The vibe in the Retro Arcade isn't exactly a dimly lit cafe where patrons debate Kant or Joyce over glasses of malbec. But there is a special sort of intelligence to be found at the Retro Arcade Night. The monthly gathering brings together the humble stoners; future, present, and former rocket scientists; and perhaps even a retired English professor. And while any female met at this event is likely to be of the superbrained variety as well, she is a bit harder to come by than the dude-nerds. Let's just say the girl/guy ratio at this party is slightly more slanted than a pinball machine.

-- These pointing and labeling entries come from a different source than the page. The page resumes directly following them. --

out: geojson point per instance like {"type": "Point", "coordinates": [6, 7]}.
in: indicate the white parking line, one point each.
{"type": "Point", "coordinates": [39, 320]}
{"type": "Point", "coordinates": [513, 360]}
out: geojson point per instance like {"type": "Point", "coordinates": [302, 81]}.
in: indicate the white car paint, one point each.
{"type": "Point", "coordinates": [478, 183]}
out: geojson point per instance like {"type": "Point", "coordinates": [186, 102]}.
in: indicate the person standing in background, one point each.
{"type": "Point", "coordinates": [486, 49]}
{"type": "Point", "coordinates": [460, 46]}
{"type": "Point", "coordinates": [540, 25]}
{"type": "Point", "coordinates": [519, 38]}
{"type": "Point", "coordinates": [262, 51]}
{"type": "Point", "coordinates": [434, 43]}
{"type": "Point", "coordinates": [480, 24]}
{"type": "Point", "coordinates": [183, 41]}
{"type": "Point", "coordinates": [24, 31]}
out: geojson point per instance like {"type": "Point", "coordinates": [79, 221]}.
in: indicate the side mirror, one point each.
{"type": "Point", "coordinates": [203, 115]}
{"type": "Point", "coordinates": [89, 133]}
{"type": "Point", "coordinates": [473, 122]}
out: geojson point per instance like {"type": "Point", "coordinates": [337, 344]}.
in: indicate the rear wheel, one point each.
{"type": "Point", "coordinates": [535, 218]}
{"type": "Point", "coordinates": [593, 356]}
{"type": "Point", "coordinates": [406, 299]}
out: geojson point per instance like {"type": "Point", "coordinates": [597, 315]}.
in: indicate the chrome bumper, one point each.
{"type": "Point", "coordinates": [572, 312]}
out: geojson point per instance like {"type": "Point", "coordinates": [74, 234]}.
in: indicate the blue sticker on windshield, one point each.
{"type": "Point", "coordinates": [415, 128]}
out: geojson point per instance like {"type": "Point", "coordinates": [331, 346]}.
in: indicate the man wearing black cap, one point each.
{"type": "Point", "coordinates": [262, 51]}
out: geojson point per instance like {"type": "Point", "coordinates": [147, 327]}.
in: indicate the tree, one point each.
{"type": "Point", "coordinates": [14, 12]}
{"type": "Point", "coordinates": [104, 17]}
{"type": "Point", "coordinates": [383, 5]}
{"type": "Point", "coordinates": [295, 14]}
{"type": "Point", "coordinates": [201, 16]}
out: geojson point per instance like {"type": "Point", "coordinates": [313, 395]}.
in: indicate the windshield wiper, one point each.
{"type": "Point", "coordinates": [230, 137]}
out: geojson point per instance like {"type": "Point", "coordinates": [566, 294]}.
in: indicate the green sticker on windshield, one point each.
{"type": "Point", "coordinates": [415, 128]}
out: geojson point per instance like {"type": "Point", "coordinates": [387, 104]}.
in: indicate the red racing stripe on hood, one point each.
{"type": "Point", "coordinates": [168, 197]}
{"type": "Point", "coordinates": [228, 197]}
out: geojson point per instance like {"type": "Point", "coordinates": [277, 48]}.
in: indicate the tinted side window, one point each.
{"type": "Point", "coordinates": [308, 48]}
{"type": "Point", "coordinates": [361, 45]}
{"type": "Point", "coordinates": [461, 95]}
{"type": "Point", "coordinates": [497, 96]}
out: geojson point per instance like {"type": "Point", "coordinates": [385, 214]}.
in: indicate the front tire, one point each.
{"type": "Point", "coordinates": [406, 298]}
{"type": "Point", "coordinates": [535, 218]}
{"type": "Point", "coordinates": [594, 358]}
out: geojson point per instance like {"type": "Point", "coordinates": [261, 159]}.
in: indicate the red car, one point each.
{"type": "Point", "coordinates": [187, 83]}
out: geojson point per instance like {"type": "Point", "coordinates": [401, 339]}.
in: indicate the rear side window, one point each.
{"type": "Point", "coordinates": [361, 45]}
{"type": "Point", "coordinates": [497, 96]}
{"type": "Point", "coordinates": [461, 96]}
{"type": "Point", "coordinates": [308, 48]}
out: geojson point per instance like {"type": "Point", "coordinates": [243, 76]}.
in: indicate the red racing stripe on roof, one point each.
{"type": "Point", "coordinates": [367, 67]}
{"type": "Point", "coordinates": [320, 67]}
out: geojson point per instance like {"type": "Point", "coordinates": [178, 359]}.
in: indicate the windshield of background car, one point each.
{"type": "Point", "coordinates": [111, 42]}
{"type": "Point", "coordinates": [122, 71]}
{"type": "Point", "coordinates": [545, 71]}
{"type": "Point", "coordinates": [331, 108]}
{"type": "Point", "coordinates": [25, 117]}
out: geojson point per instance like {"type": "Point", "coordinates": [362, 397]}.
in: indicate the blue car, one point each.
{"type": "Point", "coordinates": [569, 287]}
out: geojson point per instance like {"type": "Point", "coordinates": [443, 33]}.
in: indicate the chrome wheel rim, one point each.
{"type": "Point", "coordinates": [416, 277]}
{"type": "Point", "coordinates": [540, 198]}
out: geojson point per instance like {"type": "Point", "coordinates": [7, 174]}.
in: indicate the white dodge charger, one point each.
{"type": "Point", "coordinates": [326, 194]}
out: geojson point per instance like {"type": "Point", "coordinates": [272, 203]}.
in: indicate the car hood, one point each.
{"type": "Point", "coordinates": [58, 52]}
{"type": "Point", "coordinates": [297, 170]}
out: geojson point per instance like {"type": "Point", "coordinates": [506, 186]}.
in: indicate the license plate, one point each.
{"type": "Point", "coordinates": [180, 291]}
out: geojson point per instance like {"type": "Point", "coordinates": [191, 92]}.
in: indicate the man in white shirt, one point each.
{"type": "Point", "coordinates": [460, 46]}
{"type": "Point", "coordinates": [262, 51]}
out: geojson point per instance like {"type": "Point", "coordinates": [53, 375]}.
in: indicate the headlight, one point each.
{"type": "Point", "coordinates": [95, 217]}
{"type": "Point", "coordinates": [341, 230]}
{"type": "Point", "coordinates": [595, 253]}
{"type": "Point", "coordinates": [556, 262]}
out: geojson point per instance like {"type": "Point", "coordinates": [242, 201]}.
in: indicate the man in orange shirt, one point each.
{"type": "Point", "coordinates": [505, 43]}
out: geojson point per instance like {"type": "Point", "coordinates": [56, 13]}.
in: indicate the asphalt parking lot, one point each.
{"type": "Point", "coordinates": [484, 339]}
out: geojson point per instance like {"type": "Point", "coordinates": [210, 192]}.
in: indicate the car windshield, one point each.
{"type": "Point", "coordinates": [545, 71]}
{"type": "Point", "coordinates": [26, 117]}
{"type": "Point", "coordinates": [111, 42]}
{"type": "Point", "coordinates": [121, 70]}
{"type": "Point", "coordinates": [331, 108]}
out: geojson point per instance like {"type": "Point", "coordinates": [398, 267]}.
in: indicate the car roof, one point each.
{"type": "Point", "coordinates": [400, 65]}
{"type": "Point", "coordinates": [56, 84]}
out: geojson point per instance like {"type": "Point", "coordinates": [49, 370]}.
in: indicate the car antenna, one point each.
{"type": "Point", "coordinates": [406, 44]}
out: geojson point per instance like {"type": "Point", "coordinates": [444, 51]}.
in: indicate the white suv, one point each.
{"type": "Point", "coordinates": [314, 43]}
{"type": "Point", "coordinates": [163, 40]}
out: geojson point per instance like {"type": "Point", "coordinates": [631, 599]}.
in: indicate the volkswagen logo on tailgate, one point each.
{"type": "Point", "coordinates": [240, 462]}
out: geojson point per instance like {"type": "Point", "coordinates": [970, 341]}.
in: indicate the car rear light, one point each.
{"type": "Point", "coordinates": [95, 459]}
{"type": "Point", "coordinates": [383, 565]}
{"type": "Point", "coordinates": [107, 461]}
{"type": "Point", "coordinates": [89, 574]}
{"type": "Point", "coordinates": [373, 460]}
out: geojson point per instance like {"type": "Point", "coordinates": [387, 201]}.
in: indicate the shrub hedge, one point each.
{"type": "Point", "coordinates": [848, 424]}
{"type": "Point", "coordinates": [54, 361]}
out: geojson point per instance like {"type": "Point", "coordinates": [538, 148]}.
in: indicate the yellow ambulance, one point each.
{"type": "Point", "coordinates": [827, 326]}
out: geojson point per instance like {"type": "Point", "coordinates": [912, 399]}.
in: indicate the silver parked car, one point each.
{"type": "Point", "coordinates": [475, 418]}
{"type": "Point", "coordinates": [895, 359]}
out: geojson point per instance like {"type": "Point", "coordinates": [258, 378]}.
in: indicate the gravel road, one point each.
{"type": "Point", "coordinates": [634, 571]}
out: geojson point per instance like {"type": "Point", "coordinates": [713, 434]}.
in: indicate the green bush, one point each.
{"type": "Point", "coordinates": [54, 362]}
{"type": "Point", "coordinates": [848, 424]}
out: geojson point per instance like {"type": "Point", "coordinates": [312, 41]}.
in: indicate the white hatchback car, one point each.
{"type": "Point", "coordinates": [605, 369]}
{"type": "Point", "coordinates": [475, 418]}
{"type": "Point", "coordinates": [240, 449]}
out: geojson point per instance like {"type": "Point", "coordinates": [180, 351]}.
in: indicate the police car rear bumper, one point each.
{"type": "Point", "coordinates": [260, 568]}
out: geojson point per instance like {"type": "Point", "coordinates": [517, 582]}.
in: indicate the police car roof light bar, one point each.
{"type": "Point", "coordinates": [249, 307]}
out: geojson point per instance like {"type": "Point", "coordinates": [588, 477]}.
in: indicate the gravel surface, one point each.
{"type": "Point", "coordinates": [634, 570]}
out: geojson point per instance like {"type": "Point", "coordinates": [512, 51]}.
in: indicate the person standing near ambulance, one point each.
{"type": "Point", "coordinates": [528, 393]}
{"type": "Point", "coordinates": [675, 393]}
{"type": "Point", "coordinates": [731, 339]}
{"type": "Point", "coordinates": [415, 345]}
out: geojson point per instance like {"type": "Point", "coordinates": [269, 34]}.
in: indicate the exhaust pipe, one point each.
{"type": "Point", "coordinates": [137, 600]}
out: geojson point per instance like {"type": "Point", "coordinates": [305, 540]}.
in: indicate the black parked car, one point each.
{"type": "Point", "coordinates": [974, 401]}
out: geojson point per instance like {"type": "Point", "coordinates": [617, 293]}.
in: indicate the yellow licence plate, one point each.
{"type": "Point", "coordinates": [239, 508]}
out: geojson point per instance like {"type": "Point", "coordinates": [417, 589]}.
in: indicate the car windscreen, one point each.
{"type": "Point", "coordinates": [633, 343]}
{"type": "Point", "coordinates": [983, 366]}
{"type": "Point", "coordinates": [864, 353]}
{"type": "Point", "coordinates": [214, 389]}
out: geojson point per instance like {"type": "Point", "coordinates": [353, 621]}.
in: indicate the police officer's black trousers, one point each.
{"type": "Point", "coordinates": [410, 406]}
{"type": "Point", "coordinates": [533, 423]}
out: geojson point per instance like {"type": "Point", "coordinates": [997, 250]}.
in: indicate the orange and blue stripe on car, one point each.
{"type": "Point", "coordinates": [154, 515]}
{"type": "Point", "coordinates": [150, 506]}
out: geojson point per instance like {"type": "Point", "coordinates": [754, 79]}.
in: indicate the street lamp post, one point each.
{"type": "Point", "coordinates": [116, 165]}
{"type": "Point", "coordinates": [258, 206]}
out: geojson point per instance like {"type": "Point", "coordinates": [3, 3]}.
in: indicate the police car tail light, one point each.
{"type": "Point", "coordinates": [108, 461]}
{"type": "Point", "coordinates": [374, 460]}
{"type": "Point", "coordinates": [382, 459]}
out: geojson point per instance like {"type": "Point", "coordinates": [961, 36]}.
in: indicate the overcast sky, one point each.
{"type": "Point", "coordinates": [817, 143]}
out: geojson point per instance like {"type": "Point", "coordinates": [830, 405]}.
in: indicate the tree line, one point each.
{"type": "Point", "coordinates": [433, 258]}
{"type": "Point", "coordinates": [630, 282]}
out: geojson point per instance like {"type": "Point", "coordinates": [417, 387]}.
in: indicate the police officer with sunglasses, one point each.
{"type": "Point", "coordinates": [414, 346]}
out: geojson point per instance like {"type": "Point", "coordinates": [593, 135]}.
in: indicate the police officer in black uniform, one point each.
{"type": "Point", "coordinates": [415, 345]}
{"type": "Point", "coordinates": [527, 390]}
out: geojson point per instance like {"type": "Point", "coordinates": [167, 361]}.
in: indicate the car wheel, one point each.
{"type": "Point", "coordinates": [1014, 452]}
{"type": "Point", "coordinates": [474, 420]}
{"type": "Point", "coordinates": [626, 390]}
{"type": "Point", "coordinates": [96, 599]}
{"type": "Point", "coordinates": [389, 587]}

"Right now, it's time to win in court and then tell the people what the real deal is." That's how Dan Borislow responded to New Times' emailed request for an interview. The media, particularly sports website Deadspin, hasn't been kind to the three-wheeled-motorcycle-riding, West Palm Beach millionaire who made his fortune in the late 1990s in the telecom industry and a decade later invented the magicJack. In December 2010, Borislow spent big to acquire a women's soccer team, move it to Boca Raton, and name it after the magicJack — only to be accused of single-handedly destroying the Women's Professional Soccer league in the ensuing months. The litany of weirdness includes a former player who alleges that Borislow made her call him "daddy;" the firing of a well-respected coach who got the team off to a 3-0 start; emails Borislow sent to league brass calling them a "bunch of blithering idiots"; and rumors that he benched players and threatened their careers if they raised concerns about these antics. In the wake of all the bad publicity, the magicJack team was suspended and the league canceled its 2012 season. It's a tragedy, especially since the magicJack was stacked with talent; the roster included several players from the women's World Cup Soccer team that made a run in 2011 and would have given the league a fighting chance. We're eagerly waiting for litigators to wrap up the show so Borislow can finally tell us the real deal.